As Patrons Return to Indoor Dining, Oregon’s Restaurants Are in Tatters

The pandemic wiped out 25 years of job gains in the industry.

As Oregon gradually reopens restaurants for indoor dining, Guy Tauer, an economist with the Oregon Employment Department, took a look this week at the toll the pandemic has taken on the leisure and hospitality industry.

It's a pretty devastating picture.

"Leisure and hospitality had 211,000 jobs in December of 2019 and by December 2020 employment fell to 129,400, essentially erasing the industry's previous 25 years of job gains," Tauer writes. "Of the 178,200 payroll jobs Oregon lost during that time, 81,600 of those, or 46.9%, were in the leisure and hospitality sector."

The impact of the pandemic, for obvious reasons, fell much harder on the leisure and hospitality industry than did the Great Recession of 2008-10. After the Great Recession, Tauer notes, leisure and hospitality saw bigger employment gains than the rest of the state's economy.
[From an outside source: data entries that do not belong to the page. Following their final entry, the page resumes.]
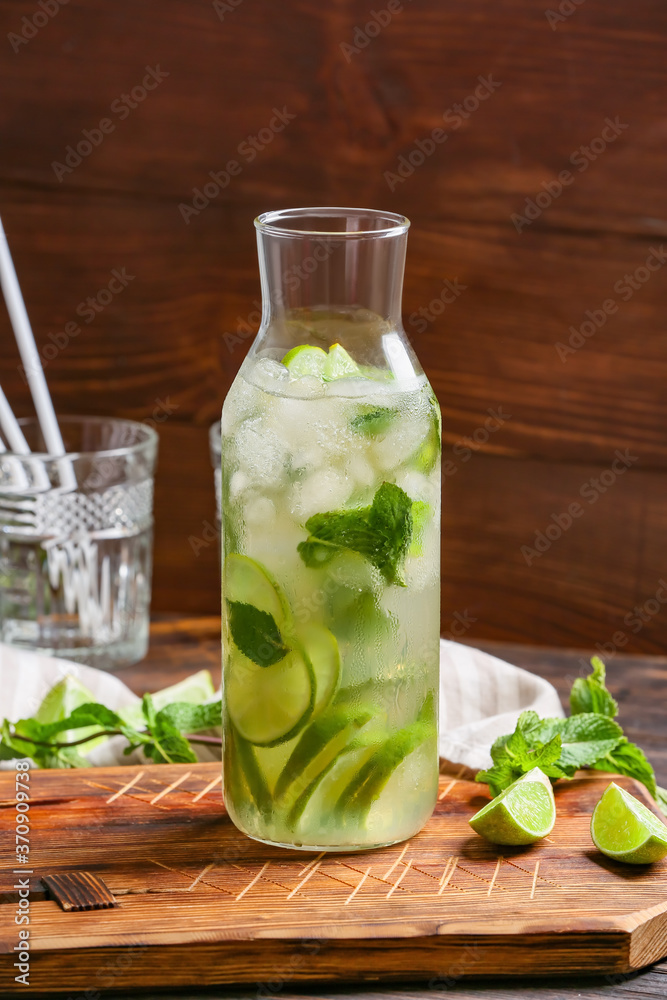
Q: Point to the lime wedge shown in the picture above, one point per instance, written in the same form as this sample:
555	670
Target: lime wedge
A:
269	705
246	581
623	828
61	700
339	364
521	814
305	360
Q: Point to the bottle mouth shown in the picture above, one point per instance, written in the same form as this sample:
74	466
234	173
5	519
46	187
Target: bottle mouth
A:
348	223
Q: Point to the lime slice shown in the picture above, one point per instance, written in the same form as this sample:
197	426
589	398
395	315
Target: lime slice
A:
269	705
305	360
244	773
246	581
60	702
319	745
521	814
367	784
623	828
339	364
321	650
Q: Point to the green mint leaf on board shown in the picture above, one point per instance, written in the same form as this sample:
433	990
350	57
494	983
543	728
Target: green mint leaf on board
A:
256	634
661	799
191	718
590	694
168	746
627	758
374	421
381	533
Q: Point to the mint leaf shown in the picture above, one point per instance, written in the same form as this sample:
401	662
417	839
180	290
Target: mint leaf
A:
374	421
661	798
168	745
381	533
590	694
627	758
256	634
191	718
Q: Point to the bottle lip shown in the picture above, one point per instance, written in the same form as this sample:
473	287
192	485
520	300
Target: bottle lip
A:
284	222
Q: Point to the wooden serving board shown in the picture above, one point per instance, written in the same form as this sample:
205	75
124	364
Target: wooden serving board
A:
200	904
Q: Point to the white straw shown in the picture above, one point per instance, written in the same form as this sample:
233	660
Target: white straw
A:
31	363
11	429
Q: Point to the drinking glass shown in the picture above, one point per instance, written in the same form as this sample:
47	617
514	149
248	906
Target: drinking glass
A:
75	564
331	557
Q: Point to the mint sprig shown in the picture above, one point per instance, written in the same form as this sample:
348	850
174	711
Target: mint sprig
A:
381	533
166	737
256	634
588	738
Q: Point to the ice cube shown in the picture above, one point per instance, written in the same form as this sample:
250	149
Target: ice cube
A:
401	441
323	491
237	484
262	453
269	374
361	471
305	387
350	387
260	511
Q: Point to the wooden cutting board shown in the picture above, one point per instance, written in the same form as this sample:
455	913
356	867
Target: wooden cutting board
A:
201	904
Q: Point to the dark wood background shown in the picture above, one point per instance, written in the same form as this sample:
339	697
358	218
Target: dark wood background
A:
158	347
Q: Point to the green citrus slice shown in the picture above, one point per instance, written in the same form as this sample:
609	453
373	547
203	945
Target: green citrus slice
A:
319	745
367	784
305	360
321	649
246	581
623	828
339	364
521	814
269	705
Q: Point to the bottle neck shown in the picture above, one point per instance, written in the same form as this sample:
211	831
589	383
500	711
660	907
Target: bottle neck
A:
330	271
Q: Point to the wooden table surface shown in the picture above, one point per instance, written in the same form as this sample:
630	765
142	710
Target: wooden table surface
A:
179	646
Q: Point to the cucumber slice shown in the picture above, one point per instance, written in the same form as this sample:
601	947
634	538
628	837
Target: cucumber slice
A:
246	581
269	705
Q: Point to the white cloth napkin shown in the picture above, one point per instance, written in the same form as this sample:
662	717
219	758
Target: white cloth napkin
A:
481	697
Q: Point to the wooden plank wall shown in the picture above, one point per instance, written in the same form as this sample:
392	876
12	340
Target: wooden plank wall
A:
575	91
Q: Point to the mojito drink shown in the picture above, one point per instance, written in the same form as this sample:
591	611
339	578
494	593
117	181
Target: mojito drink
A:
331	559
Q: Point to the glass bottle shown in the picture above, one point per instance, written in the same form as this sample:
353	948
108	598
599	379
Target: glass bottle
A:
331	554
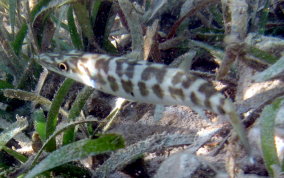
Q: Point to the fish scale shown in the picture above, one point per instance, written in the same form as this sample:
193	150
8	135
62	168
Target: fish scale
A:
142	82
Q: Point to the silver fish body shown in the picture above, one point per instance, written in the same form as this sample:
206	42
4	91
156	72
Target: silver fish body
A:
138	81
143	82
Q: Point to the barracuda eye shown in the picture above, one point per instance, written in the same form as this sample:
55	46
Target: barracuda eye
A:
62	67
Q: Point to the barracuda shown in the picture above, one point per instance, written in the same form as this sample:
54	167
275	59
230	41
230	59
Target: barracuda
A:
142	82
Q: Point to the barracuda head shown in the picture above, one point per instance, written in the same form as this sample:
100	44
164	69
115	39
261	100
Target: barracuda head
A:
68	65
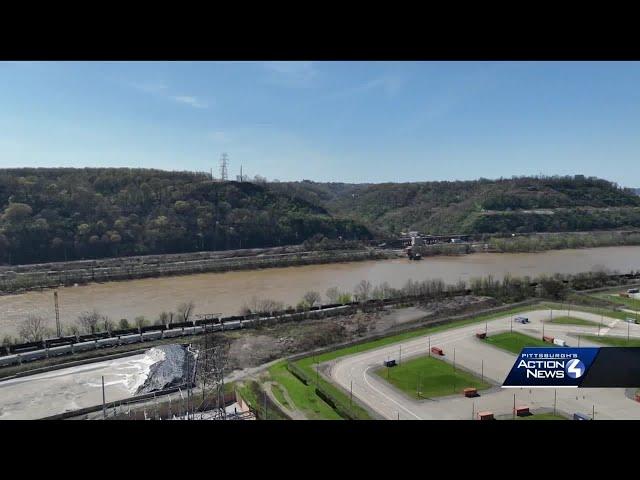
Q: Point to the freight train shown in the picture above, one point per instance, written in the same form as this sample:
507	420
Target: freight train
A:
54	347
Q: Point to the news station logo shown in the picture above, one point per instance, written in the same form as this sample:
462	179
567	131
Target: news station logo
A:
575	368
550	367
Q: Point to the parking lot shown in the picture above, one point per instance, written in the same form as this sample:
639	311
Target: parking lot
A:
482	359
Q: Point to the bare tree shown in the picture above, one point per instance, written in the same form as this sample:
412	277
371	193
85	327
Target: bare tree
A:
88	321
311	298
72	329
123	324
185	310
107	324
261	305
333	294
33	329
140	321
163	318
362	290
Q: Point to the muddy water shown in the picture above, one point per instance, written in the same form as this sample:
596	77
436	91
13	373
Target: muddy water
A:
225	293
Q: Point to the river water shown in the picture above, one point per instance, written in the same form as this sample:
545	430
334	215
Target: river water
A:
225	293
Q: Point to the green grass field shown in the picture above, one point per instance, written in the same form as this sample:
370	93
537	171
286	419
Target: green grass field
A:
307	363
613	341
303	396
276	389
543	416
607	313
514	342
576	321
614	297
428	377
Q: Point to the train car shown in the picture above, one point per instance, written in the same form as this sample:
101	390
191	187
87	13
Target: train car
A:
180	324
125	331
9	360
149	336
189	330
172	333
232	325
127	339
61	350
84	346
58	341
93	336
153	328
33	355
26	347
107	342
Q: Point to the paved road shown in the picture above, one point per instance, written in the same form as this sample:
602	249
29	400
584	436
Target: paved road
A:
481	358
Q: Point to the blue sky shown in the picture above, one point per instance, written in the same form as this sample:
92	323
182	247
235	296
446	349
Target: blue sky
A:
327	121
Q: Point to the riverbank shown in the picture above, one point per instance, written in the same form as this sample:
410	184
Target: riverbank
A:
23	278
227	293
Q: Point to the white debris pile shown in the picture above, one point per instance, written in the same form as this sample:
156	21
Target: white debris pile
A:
169	369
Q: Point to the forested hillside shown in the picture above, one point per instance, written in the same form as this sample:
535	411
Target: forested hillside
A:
67	214
523	204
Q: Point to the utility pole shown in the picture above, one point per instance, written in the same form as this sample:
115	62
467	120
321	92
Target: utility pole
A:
104	405
58	326
224	164
351	394
265	404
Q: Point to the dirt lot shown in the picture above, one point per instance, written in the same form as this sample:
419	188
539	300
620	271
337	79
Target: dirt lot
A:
251	348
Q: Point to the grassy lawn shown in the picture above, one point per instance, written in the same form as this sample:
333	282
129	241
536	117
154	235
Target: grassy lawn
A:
613	341
303	396
515	342
279	394
308	363
628	302
581	308
543	416
574	321
428	377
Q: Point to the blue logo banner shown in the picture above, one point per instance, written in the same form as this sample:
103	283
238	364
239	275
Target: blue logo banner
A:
551	367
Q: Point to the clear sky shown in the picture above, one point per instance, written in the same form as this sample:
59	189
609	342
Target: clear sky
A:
327	121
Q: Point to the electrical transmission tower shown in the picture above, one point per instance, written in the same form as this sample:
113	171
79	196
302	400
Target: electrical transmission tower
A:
58	326
224	164
210	376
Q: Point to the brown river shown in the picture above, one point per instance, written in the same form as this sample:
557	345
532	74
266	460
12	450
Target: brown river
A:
225	293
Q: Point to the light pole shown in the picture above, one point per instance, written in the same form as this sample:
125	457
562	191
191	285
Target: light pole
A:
104	408
351	394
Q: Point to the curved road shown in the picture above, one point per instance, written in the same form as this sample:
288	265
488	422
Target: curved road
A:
477	356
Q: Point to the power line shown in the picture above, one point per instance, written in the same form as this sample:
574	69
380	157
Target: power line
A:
224	165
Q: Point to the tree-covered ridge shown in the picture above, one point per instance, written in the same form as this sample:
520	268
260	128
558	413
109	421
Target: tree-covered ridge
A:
58	214
581	203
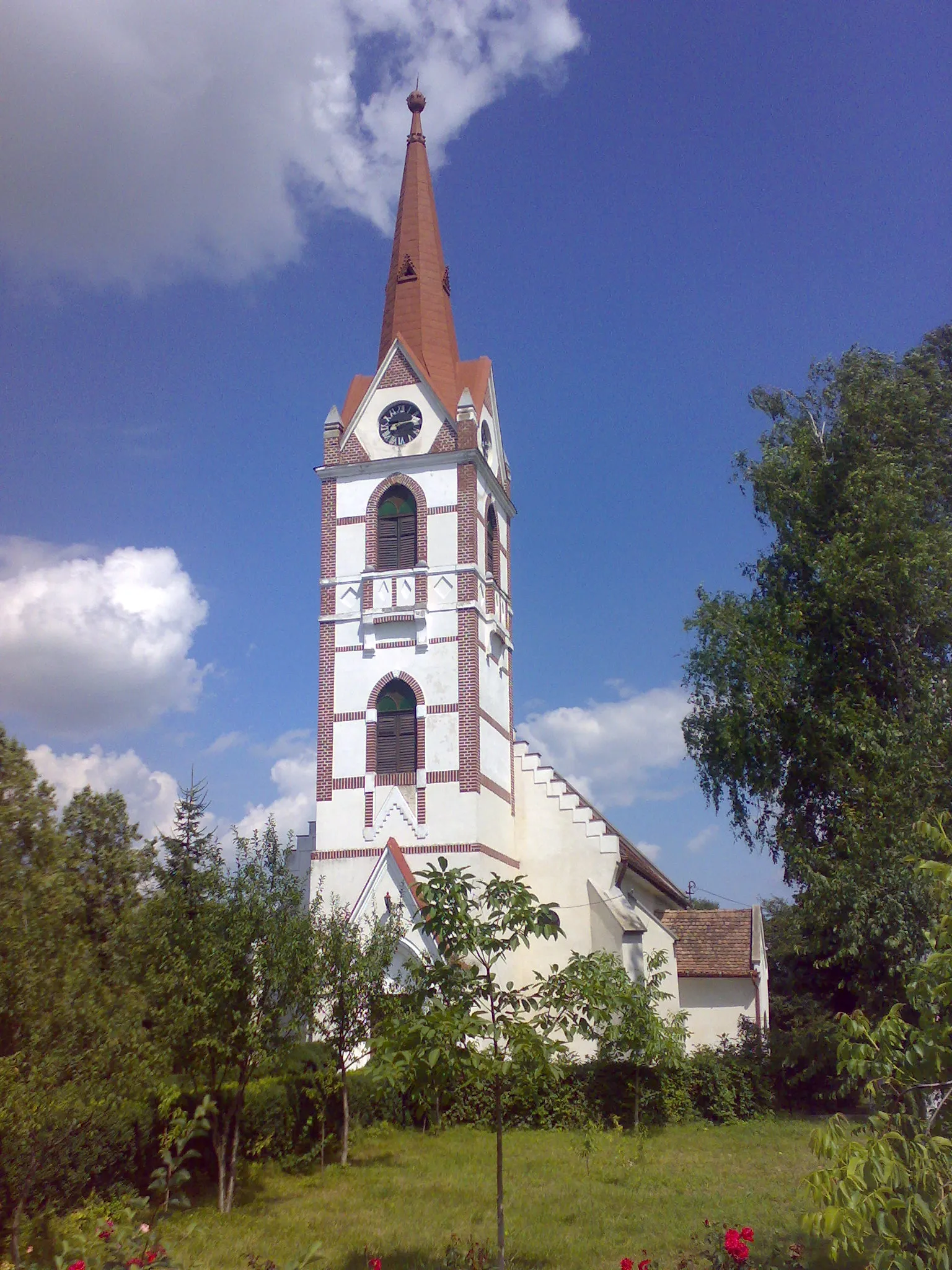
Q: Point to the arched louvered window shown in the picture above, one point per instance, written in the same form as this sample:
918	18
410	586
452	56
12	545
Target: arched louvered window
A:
397	530
397	728
493	545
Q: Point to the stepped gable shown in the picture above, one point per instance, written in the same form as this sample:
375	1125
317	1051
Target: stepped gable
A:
712	943
575	804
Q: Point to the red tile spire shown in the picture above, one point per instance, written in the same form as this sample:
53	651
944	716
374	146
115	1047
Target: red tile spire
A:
416	303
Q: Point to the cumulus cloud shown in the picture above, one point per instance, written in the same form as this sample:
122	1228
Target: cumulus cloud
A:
227	741
88	644
150	796
140	141
612	751
295	778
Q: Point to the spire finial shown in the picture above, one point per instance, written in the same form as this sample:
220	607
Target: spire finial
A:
416	102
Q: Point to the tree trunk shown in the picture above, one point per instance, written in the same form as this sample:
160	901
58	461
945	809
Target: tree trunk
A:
500	1220
346	1128
220	1141
18	1212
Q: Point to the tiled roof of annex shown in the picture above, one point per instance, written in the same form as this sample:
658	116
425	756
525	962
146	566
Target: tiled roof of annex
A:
712	943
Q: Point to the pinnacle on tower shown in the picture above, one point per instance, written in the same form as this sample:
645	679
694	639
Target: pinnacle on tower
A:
416	305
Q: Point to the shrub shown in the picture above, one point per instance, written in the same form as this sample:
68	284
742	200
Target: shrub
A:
270	1118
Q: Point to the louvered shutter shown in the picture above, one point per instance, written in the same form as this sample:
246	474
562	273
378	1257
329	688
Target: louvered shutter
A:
407	742
387	543
387	742
407	553
397	742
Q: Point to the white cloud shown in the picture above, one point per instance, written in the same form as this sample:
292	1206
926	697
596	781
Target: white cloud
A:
140	141
700	841
150	796
295	776
89	644
227	741
612	750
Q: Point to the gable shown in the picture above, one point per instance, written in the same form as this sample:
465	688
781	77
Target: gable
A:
399	379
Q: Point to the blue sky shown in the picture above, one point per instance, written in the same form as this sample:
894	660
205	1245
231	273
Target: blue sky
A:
646	211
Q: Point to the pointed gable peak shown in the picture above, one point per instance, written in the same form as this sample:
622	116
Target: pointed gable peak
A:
418	285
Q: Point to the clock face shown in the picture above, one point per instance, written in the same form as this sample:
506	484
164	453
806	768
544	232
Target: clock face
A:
400	422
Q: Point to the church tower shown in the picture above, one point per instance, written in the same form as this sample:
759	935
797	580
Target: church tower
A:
415	703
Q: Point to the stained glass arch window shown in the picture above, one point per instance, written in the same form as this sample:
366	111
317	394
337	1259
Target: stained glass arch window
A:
397	728
397	530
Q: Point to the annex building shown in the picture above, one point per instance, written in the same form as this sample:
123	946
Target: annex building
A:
416	753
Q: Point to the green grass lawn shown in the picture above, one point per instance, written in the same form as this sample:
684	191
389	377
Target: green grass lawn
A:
405	1193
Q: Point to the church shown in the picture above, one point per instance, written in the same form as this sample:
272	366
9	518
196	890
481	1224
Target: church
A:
416	752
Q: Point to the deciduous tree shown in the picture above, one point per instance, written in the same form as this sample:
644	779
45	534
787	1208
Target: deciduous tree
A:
352	964
234	962
822	699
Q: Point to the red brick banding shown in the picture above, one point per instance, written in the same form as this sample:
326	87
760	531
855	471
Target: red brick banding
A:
495	789
405	678
466	513
493	723
469	703
430	850
325	711
444	442
399	374
353	451
390	779
325	644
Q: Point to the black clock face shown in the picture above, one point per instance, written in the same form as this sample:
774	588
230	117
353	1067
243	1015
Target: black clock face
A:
400	422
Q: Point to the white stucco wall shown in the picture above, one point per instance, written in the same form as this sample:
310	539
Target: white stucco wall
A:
714	1008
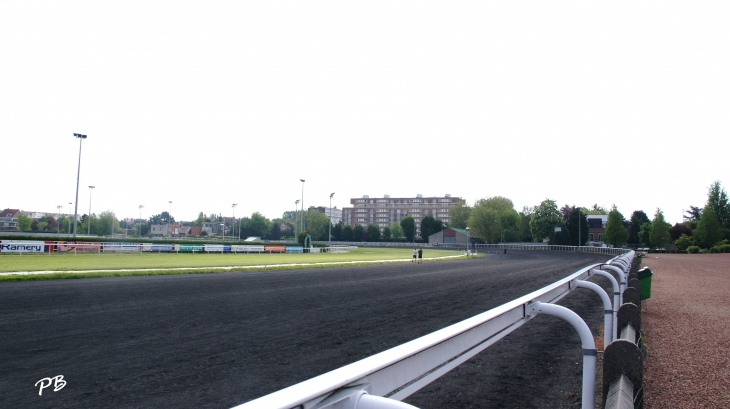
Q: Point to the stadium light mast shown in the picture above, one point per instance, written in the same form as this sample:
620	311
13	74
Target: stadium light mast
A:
296	212
139	233
330	235
88	226
303	224
234	221
78	174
"During the Great Recession, employment in this industry fell by 6.1%," Tauer writes. "Oregon's all-industry employment decline was slightly steeper, with payroll jobs declining by 7.4% from pre-recession peak to trough."

More than three-quarters of those employed in the leisure and hospitality industry work in food service or bars, and that's where the big job losses were.

"Food services and drinking places employment fell by a staggering 55,000 jobs statewide, a decline of 34.9%," Tauer found. "Within the food services component, the pain was uneven. Full-service restaurant employment fell by 35,600, or a decline of 50.5%. Limited service restaurants lost 9,100 jobs, or a loss of 12.8%."

Most are mom-and-pop operations.

The good news: As the economy reopens, the industry should rebound quickly. In the years following the Great Recession, that happened.

"[From 2010 to] 2018, leisure and hospitality employment rose by 30.1% compared with a gain of 19.3% for total industry employment."